In a Wednesday press release, New York Attorney General Letitia James announced that an investigation conducted in March found that an unidentified teacher at the Chapel School in Bronxville, New York, conducted reenactments of a slave auction on two different occasions as part of a lesson plan on colonial America.
In two fifth-grade social studies classes, the teacher asked all African-American students in the class to raise their hands, before asking them to exit the classroom and stand in the hallway. The teacher then placed imaginary chains on the students' necks, wrists and ankles before they were allowed to enter the classroom again. The African-American students were then asked to stand against a wall in front of the white students to simulate an auction in which African-Americans are sold as slaves to white people.
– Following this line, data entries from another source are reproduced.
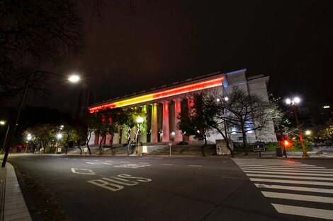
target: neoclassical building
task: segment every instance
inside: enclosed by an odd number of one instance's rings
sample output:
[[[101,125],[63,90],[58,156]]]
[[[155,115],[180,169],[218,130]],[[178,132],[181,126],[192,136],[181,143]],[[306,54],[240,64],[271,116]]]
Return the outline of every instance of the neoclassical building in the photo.
[[[268,100],[267,83],[269,76],[263,75],[246,77],[246,69],[239,70],[227,73],[216,72],[203,76],[175,82],[171,85],[164,85],[159,88],[152,88],[130,95],[94,104],[89,107],[90,113],[94,113],[106,108],[138,108],[147,113],[147,126],[142,131],[142,143],[180,142],[193,139],[188,137],[181,131],[177,129],[177,116],[181,110],[186,110],[186,106],[193,102],[193,92],[204,90],[218,88],[222,94],[231,92],[237,87],[248,93],[256,93]],[[270,131],[258,134],[254,131],[247,134],[249,143],[257,140],[264,141],[276,141],[273,122],[269,125]],[[120,129],[120,133],[115,134],[113,144],[127,143],[128,141],[123,134],[125,131]],[[241,141],[242,135],[230,134],[234,141]],[[97,144],[98,136],[93,135],[91,144]],[[217,139],[222,139],[220,134],[211,134],[208,141],[215,143]],[[103,141],[109,144],[110,137]]]

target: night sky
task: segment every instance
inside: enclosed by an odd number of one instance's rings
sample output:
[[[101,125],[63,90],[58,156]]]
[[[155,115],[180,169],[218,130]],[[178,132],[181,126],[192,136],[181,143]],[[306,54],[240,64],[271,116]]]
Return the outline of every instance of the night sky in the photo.
[[[135,15],[119,1],[101,16],[82,8],[81,56],[48,68],[80,73],[97,101],[247,68],[270,76],[276,96],[333,102],[332,1],[137,0]],[[70,109],[80,87],[50,84],[43,104]]]

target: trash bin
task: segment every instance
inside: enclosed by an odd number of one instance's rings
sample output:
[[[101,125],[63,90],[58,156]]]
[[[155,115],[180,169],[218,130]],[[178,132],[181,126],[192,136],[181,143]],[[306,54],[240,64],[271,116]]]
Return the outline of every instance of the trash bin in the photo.
[[[282,150],[281,148],[276,148],[275,150],[276,151],[276,157],[283,157],[282,155]]]

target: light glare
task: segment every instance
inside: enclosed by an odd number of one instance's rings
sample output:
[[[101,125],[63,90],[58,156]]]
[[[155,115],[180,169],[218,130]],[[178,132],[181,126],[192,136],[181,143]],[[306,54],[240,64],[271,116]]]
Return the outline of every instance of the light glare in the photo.
[[[77,75],[72,75],[68,78],[68,80],[69,80],[72,83],[77,83],[79,80],[80,80],[80,77],[79,77],[79,76],[77,76]]]
[[[137,118],[137,124],[142,124],[143,122],[143,117],[139,117]]]
[[[296,97],[294,98],[294,102],[295,102],[295,103],[298,104],[300,102],[300,99],[299,97]]]

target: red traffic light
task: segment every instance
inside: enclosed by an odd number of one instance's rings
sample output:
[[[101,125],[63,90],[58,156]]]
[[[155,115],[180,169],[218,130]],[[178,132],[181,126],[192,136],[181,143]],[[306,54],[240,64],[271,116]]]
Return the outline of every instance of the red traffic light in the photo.
[[[288,139],[284,139],[282,144],[285,148],[288,148],[291,146],[291,142]]]
[[[288,140],[284,140],[283,145],[288,147],[289,145],[289,141]]]

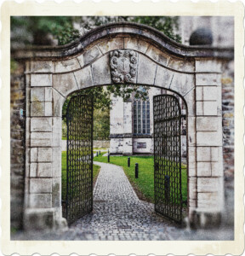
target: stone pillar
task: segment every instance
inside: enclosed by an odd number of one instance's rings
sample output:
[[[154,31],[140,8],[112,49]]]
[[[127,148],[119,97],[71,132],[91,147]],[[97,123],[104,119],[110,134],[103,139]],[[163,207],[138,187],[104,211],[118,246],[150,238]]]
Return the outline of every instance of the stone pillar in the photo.
[[[201,227],[219,223],[224,207],[220,67],[214,60],[196,60],[196,152],[189,148],[189,155],[197,158],[194,215]],[[191,189],[192,182],[189,184]]]
[[[123,154],[133,154],[132,102],[123,102]]]
[[[66,225],[61,216],[61,116],[54,113],[52,61],[31,61],[30,66],[24,228],[43,230]]]

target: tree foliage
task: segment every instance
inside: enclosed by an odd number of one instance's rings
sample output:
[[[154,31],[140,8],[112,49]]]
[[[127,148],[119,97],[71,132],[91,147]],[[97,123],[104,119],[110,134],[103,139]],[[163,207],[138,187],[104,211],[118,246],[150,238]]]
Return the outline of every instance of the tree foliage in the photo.
[[[148,25],[170,38],[180,42],[178,30],[178,17],[170,16],[11,16],[11,46],[64,45],[69,44],[90,30],[108,23],[131,21]],[[11,68],[14,68],[11,62]],[[121,96],[128,101],[134,93],[136,98],[145,99],[148,86],[115,84],[106,87],[94,87],[82,93],[93,96],[94,102],[94,138],[108,137],[110,132],[111,96]],[[73,94],[74,95],[74,94]],[[66,115],[71,96],[63,106]],[[65,118],[66,120],[66,118]],[[101,134],[100,134],[100,133]],[[99,134],[100,133],[100,134]]]

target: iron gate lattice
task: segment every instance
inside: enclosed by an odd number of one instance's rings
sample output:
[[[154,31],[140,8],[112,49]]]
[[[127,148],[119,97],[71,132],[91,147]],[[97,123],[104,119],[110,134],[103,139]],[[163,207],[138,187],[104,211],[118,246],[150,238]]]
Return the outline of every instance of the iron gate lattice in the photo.
[[[172,95],[153,97],[155,211],[182,220],[181,109]]]
[[[66,195],[63,216],[71,224],[93,210],[93,98],[71,96],[66,110]]]

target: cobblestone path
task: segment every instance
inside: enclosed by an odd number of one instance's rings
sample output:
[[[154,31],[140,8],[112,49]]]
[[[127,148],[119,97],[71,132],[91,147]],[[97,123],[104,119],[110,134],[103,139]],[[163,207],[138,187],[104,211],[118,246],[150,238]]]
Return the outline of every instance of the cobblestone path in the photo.
[[[169,240],[173,224],[140,201],[122,167],[100,162],[93,212],[71,226],[77,236],[93,240]],[[79,236],[79,235],[78,235]]]
[[[101,169],[94,189],[94,210],[66,231],[18,232],[13,240],[233,240],[231,227],[180,229],[140,201],[122,167],[94,162]]]

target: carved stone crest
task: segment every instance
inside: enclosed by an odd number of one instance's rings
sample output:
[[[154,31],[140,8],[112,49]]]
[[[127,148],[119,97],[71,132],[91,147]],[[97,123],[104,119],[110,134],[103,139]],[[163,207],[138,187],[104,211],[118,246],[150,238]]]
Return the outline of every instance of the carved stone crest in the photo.
[[[138,54],[131,49],[110,52],[111,79],[116,84],[136,83]]]

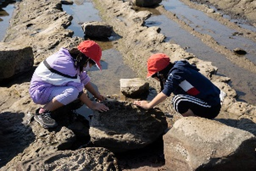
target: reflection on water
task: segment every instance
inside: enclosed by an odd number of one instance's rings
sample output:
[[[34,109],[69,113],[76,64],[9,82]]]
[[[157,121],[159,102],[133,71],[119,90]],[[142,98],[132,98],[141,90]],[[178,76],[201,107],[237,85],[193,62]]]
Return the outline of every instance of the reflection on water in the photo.
[[[72,5],[62,5],[63,10],[73,17],[68,29],[74,31],[73,36],[83,37],[84,34],[81,27],[83,23],[101,22],[102,20],[92,3],[84,0],[76,0],[74,2]]]

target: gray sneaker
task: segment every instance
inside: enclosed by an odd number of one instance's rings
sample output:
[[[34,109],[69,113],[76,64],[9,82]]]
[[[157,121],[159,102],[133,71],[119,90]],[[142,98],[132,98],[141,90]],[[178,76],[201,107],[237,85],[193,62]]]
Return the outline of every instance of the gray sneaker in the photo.
[[[53,128],[57,125],[55,120],[52,118],[50,111],[47,111],[40,114],[36,113],[34,118],[41,126],[47,129]]]

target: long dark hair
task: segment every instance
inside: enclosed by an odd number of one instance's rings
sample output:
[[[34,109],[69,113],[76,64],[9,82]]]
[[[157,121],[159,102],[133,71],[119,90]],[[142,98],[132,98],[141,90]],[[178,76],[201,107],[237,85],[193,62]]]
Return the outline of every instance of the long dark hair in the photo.
[[[164,69],[155,73],[153,75],[152,75],[152,77],[157,77],[159,79],[161,86],[161,91],[163,90],[164,84],[165,84],[165,81],[168,78],[169,72],[173,67],[174,64],[172,62],[170,62],[169,65]]]
[[[84,65],[88,61],[92,65],[95,64],[94,61],[81,52],[77,48],[72,48],[69,50],[69,52],[74,60],[75,68],[79,69],[80,72],[83,71]]]

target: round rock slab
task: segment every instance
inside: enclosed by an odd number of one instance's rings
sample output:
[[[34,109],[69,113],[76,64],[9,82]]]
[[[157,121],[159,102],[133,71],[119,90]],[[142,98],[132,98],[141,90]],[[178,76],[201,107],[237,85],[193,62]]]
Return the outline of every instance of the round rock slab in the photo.
[[[110,110],[95,112],[91,122],[91,141],[113,152],[138,149],[154,142],[167,128],[164,114],[157,108],[145,110],[132,102],[108,100]]]

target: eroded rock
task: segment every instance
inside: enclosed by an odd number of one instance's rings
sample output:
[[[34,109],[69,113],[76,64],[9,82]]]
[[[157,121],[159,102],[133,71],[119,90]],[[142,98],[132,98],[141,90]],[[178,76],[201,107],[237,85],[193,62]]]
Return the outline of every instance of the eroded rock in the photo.
[[[199,117],[184,117],[163,136],[170,170],[255,170],[256,137]]]
[[[162,136],[167,128],[164,113],[139,109],[132,103],[108,101],[110,110],[95,112],[89,130],[91,142],[113,152],[141,148]]]
[[[119,170],[114,154],[101,147],[58,151],[19,162],[16,170]]]
[[[31,47],[0,42],[0,80],[27,72],[34,64]]]

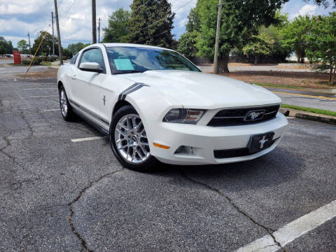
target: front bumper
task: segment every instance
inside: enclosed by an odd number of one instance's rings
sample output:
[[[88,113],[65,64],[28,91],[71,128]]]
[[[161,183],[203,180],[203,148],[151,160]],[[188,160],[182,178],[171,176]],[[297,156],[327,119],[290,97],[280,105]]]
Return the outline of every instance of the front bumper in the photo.
[[[280,113],[271,120],[241,126],[209,127],[158,122],[152,118],[146,118],[146,121],[151,155],[164,163],[183,165],[225,164],[258,158],[274,149],[288,124],[286,117]],[[251,136],[271,132],[274,132],[273,139],[276,140],[267,149],[242,157],[215,158],[214,150],[246,148]],[[170,148],[162,149],[154,146],[153,143]],[[176,150],[179,152],[180,146],[186,146],[187,151],[176,153]],[[192,152],[188,151],[190,147],[192,147]]]

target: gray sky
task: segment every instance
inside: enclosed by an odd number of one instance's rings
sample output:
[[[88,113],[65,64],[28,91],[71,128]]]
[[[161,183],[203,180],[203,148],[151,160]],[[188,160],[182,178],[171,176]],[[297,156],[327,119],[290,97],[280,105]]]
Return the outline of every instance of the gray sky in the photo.
[[[91,0],[57,1],[62,46],[66,47],[69,43],[90,42]],[[169,1],[172,4],[173,11],[176,13],[173,34],[176,38],[178,38],[186,29],[187,16],[190,9],[195,7],[197,0]],[[97,0],[97,18],[101,18],[102,27],[107,25],[108,16],[113,11],[120,7],[130,9],[131,3],[132,0]],[[51,11],[53,10],[53,0],[0,0],[0,36],[12,41],[15,46],[18,41],[27,40],[27,34],[29,32],[33,43],[40,30],[48,28],[51,33],[49,25]],[[299,14],[328,14],[331,10],[331,7],[325,9],[312,1],[290,0],[285,4],[282,12],[288,13],[290,18],[294,18]],[[56,29],[55,31],[56,32]]]

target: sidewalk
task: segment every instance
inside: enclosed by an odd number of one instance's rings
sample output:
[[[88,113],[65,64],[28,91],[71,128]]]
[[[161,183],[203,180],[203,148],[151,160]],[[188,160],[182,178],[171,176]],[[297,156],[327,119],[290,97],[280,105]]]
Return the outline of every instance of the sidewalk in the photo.
[[[286,116],[336,125],[336,116],[321,115],[315,113],[284,108],[281,108],[280,112]]]

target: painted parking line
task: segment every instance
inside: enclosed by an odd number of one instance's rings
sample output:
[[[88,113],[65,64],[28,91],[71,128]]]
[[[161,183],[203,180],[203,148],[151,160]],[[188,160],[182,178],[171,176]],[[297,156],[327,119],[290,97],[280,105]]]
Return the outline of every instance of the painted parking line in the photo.
[[[284,247],[286,244],[313,230],[335,216],[336,200],[285,225],[273,232],[272,235],[275,240]],[[267,234],[239,248],[236,252],[275,252],[280,248],[281,248],[274,241],[273,237]]]
[[[29,98],[39,98],[39,97],[58,97],[58,95],[36,95],[28,97]]]
[[[332,101],[336,101],[336,98],[326,97],[323,97],[323,96],[302,94],[289,93],[289,92],[279,92],[279,91],[272,91],[272,92],[274,92],[274,93],[276,93],[276,94],[289,94],[289,95],[298,96],[298,97],[312,97],[312,98],[316,98],[316,99],[330,99],[330,100],[332,100]]]
[[[85,138],[83,138],[83,139],[71,139],[71,141],[73,143],[78,143],[78,142],[84,141],[92,141],[92,140],[102,139],[103,138],[104,138],[103,136],[85,137]]]
[[[60,108],[45,109],[44,111],[59,111],[60,110]]]
[[[22,90],[34,90],[41,89],[57,89],[57,88],[22,88]]]

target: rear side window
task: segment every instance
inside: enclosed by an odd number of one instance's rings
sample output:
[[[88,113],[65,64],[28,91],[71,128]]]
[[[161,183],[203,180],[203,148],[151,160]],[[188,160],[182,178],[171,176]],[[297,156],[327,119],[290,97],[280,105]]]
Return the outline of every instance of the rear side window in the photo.
[[[70,64],[75,64],[76,63],[76,59],[77,59],[77,57],[78,56],[78,52],[77,52],[76,55],[74,55],[72,58],[71,58],[71,60],[70,60]]]

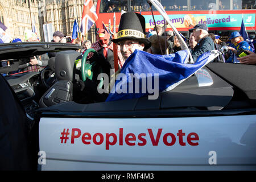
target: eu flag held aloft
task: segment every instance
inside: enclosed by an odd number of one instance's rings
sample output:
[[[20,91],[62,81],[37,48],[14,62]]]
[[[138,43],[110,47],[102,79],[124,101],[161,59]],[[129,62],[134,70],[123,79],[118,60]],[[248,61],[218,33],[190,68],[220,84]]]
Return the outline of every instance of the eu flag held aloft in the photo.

According to the attorney general, an investigation was carried out after several complaints from parents regarding "unequal discipline of students on the basis of race, a lack of racial sensitivity and awareness in school curricula, and a lack of diversity among the teaching faculty." The teacher involved in the incident has been fired. The Chapel School, however, did not immediately respond to Sputnik's request for comment.
In the statement, James announced that the state has established a series of actions the school has to implement following the incident, which had a "profoundly negative effect on all of the students present — especially the African-American students."
"Every young person — regardless of race — deserves the chance to attend school free of harassment, bias, and discrimination," James said. "Lessons designed to separate children on the basis of race have no place in New York classrooms, or in classrooms throughout this country."
The school will be required to hire a chief diversity officer and a diversity consultant to help with development training at the school. It will also be required to develop a Staff Diversification Plan, outlining steps the school plans to take on a yearly basis to increase "minority representation among the school's teaching faculty." In addition, the school has committed to a new financial aid effort to increase diversity and will also submit a new code of conduct for approval by the attorney general. The new code will outline how school community members should address racial and ethnic discrimination and harassment.